Recuerdo las
noches de domingo que regresábamos del pueblo a la casa en Dauseda.
Siempre lo
hacíamos al abrigo de las estrellas.
Soñábamos
que el viejo coche era un avión y sacábamos los brazos por las ventanillas. Mi
brazo era fuerte y siempre vencía al viento, aunque a veces me lo ponía
difícil. Mi hermano sacaba el suyo por la otra ventanilla, porque un avión
verdadero ha de tener dos alas.
-¡Niños, los
brazos dentro, que no quiero ningún manco en mis dominios!, decía mi padre que,
como buen labriego, sabía que en el campo todos los brazos son pocos.
En aquel
coche no teníamos música ni radio, pero ni falta que nos hacía. La banda sonora
de nuestros regresos dominicales a Dauseda la ponían los grillos, alguna
lechuza que ululaba por los tejados y los perros que toda la vida de Dios, han
aullado a la luna.
Todo el
camino nos acompañaba el “Carro”, navegando en el río de leche del Camino de
Santiago. Y apostábamos: ¿Qué te apuestas a que cuando lleguemos a casa nos
está esperando ¿, le decía a mi hermano…
Y, en
efecto, cuando llegábamos al portal, allí seguía el carro, eterno navegante por
un cielo plagado de estrellas.
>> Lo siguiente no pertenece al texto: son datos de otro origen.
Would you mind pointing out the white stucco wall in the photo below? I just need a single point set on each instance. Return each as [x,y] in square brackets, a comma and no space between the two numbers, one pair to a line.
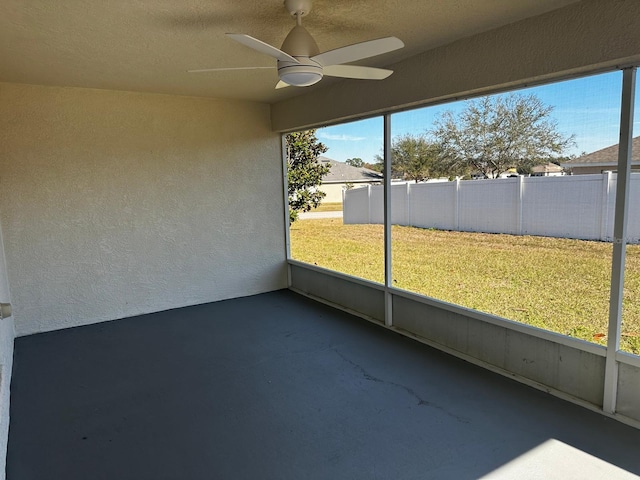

Al detenerse el coche, se detenía el carro…
-¡Te lo
dije!, ahí está esperándonos.
-¡Qué pena
que por la mañana no siga ahí, para
llevarlo a la era!, soltaba irónico mi padre.
Y mamá
respondía con aquel mohín tan gracioso de no querer reírse, cuando en realidad
no podía contener la risa…¡Adentro todo el mundo que por la mañana el sol llama
rápido a la ventana!
Y todos
entrábamos después de mirar por última vez aquel carro celeste que, cosas de la
infancia, creíamos nuestro y con hilos invisibles quedaba amarrado cada noche a
la chimenea de aquella vieja casa, blanca, de cal y piedra.